Sad Case of Drowning at Conisborough

June 1887

Mexborough and Swinton Times June 3, 1887

Sad Case of Drowning at Conisborough

An inquest was held at the Station Inn, Conisborough, on Wednesday afternoon, before Mr FG Nicholson, coroner for the Doncaster district, touching the death of William Ryan, who fell into the River Don, near Glasshouse Row, Conisborough on Tuesday afternoon and was drowned.

Percival Ryan, living at number 28 Glasshouse Row, Conisborough, glass blower at Messrs Kilner’s said the deceased, William Ryan, was his son. Witness saw him shortly before 11 o’clock on Tuesday morning, when he came to the glass works with a pint of beer. That was the last time he saw him alive. Word was brought at half past four that his son was drowned.

John Ryan, brother of deceased, eight years of age, said he was near the deceased by the river at half past four on Tuesday when he fell in. It was on the riverside near Glasshouse Row. Deceased was shooting with a catapult. He was shooting swallows. Part of the bank on which deceased was standing gave way, and he fell in.

Witness saw a cock boat, directly afterwards with three men in it. One of the occupants of the boat handed and oar to deceased as he was going down.

Fred Lees said he lived at number 148, Bentick Street, Doncaster and was an apprentice at the GN Plant Works. On Tuesday afternoon about our past four witness was in the boat with two other friends on the river at Conisborough, near Glasshouse Row, at the bend of the river. They saw the hands of someone in the water; the face was toward the bank and his back was towards the boat. The deceased will not be more than 2 yards from the bank, struggling with his hands above his head. The rowed up to him, but deceased had gone down. They saw him just under the water, about a yard down, and they put an oar down towards him when his hands were.

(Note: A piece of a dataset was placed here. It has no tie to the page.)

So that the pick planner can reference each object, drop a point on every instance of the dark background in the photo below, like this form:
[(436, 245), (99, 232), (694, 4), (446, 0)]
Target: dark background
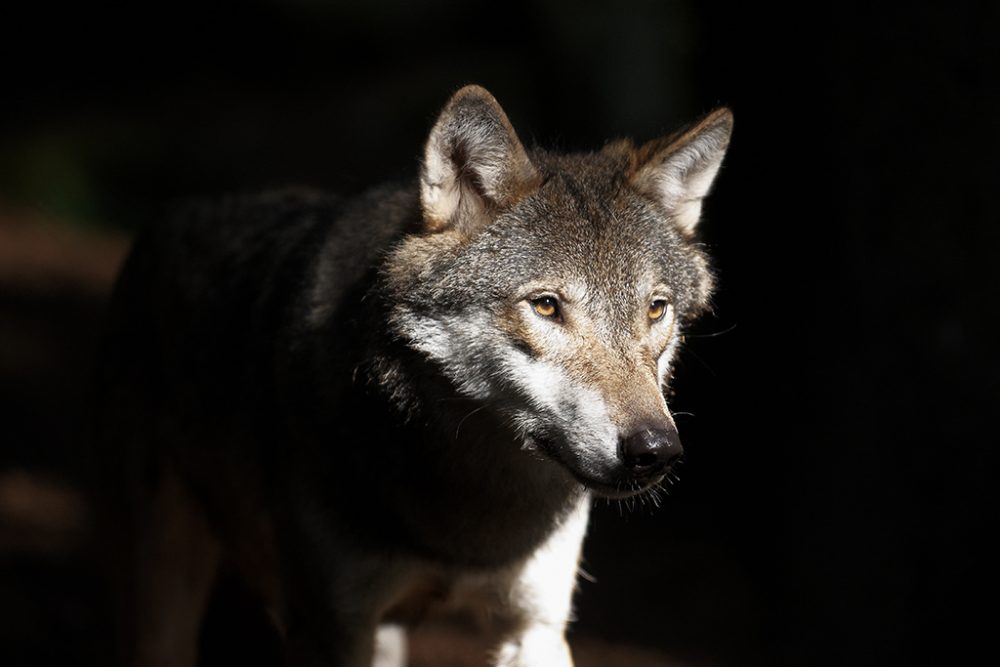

Deceased did not take all of it. The depth of water would be about six or eight feet. They then saw some men with the grappling irons trying to get the deceased out, after witness and ran and told them. The body was got out. None of the occupants of the boat could swim.

By the jury: They would be about 40 or 50 yards away from deceased when they first saw him. His hands were then working. There were only two little children on the bank near at the time of the accident.

William Ryan said he was a glass blower, and about 5 o’clock on Tuesday afternoon his attention was directed to a crowd running to the riverside, and it was stated that someone was drowning. He found there were many people standing, and he jumped into a cock boat, and enquired the position of the lad who was in. The occupants of the boat got out, and witness and another man got in; they found the deceased with the grappling irons after about three minutes, but not having a good hold he went to the bottom again. When witness got him out deceased was quite dead. His cap was on, and witness found a catapult in the water. It would be about seven minutes from his arrival until he got deceased out.

A verdict of “Accidental death” was returned.